Knowing that the ads were popular made it even more fun. People were waiting for the next event, which rarely happened. Oddly enough, I also saw this from the other side. After university, I worked for Unilever and became the brand manager for Lynx deodorant. So I can look at it from a marketing perspective and say, “I wish I had thought of this.”
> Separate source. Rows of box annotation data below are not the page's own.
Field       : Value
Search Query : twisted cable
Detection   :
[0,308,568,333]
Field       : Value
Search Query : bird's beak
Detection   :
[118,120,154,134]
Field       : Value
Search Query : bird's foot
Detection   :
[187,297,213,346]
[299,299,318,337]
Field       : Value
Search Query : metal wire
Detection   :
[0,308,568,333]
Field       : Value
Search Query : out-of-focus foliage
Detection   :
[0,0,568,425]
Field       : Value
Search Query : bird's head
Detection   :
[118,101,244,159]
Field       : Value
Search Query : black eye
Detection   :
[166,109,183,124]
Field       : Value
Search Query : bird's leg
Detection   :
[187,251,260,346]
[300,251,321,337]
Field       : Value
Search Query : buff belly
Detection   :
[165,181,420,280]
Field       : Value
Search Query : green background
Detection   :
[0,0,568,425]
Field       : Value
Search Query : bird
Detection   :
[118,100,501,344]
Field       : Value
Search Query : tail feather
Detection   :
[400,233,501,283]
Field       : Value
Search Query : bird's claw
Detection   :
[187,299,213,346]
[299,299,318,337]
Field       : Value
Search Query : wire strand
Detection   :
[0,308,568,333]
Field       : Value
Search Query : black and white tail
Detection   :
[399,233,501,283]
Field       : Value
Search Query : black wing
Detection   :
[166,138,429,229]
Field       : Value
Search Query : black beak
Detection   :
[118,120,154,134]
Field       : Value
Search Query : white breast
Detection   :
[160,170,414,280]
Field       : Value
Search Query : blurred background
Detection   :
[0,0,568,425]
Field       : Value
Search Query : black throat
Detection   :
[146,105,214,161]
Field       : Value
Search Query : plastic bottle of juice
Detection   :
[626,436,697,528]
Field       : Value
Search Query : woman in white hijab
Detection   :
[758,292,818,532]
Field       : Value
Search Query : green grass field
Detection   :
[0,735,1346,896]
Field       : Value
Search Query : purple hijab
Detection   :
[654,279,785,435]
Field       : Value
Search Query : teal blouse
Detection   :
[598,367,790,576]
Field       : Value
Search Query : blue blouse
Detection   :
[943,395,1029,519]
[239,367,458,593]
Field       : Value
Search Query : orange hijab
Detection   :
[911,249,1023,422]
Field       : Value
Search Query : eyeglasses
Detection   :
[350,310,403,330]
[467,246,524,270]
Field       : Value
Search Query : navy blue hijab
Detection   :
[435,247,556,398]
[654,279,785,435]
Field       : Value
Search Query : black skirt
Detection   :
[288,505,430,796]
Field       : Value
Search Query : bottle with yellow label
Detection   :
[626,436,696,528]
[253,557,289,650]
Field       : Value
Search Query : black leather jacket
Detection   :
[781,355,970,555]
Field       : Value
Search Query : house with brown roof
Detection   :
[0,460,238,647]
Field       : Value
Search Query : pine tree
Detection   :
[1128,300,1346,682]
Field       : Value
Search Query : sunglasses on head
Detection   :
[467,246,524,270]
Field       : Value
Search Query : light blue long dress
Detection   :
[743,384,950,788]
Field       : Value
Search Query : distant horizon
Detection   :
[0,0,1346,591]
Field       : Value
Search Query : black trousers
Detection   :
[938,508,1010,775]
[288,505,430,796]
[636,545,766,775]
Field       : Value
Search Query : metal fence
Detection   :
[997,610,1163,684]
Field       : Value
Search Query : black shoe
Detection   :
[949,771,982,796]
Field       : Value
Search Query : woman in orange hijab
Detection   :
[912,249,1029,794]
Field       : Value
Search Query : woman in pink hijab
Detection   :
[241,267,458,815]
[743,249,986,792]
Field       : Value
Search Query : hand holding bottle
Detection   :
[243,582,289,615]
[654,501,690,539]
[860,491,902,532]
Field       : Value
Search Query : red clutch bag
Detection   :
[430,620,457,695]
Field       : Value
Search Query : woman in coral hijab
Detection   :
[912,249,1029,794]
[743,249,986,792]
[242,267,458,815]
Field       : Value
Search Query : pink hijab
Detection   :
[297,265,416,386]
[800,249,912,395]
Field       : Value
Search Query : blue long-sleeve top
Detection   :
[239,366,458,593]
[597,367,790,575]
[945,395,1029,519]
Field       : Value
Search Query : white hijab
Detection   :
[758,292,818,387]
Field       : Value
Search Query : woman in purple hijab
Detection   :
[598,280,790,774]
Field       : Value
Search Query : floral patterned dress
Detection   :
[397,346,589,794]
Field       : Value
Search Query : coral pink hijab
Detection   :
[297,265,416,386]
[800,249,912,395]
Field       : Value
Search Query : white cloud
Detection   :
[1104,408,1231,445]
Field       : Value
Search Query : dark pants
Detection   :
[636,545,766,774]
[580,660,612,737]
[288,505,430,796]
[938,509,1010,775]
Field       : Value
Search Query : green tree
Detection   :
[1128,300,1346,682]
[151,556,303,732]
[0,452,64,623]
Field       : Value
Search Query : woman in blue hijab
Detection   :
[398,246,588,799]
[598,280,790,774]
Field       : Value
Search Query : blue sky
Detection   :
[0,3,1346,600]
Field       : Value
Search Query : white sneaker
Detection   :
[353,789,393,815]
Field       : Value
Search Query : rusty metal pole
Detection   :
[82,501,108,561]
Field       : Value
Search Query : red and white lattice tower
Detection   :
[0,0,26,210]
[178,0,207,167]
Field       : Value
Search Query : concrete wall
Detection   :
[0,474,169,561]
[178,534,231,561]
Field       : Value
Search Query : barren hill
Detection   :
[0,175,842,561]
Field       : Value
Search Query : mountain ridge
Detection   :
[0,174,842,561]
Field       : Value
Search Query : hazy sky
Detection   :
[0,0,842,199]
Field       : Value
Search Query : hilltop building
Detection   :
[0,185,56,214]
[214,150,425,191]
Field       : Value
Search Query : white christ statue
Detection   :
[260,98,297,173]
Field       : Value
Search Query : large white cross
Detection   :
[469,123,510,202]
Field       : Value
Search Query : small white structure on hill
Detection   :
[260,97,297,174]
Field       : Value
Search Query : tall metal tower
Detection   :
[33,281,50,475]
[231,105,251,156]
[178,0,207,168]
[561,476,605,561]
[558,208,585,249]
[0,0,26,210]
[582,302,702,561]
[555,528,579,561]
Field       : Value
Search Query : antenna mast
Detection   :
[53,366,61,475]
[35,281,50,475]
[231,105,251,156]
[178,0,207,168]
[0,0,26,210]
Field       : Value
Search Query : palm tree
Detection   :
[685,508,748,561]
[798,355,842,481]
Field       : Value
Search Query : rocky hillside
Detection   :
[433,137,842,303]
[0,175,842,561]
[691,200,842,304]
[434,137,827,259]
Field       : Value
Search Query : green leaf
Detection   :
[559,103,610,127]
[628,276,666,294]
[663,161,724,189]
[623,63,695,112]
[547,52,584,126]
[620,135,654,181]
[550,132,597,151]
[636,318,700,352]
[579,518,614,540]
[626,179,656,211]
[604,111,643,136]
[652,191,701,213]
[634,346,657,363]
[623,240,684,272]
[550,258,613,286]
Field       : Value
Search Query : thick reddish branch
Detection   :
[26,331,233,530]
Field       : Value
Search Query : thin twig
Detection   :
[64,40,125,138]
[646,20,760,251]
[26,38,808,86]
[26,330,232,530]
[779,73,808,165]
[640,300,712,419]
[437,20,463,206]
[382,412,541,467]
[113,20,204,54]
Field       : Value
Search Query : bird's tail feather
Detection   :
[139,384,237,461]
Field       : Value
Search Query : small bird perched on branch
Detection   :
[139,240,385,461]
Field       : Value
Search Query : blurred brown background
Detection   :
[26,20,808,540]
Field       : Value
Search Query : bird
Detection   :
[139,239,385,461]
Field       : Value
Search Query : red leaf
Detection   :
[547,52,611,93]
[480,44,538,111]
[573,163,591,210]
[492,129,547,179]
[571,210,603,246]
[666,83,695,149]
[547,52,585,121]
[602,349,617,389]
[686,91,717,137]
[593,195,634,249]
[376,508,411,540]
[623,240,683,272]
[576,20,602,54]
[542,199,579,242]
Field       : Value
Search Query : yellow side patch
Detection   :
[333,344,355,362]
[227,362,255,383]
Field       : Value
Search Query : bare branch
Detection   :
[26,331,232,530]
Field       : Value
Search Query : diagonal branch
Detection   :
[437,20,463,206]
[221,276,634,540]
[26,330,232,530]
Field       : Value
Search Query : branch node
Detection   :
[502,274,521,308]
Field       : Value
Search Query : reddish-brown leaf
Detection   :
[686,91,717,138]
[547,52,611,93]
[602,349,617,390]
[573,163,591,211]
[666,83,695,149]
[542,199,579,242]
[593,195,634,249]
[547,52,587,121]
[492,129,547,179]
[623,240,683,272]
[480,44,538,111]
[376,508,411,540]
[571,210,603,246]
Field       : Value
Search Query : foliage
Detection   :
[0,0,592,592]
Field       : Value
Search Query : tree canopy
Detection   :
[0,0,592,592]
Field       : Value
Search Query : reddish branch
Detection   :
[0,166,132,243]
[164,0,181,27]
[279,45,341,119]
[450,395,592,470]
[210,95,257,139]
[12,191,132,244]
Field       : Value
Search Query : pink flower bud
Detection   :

Because the campaign ran for a long time, it brought in regular money. I didn’t buy a private island but I did well. It was a lot of his time. An orange guy in a giant diaper walks up to someone on the street and slaps them in the face? You won’t get away with it now – but it’s nice to be part of this cult classic. Most people don’t realize it was me. I’m currently in The Importance of Being Earnest in the West End with a very young cast. When I mentioned that I did the voice-over for Tango, they said, “Wait, what? That’s you? A middle-aged man playing the priest in Earnest?” But they all remember it perfectly.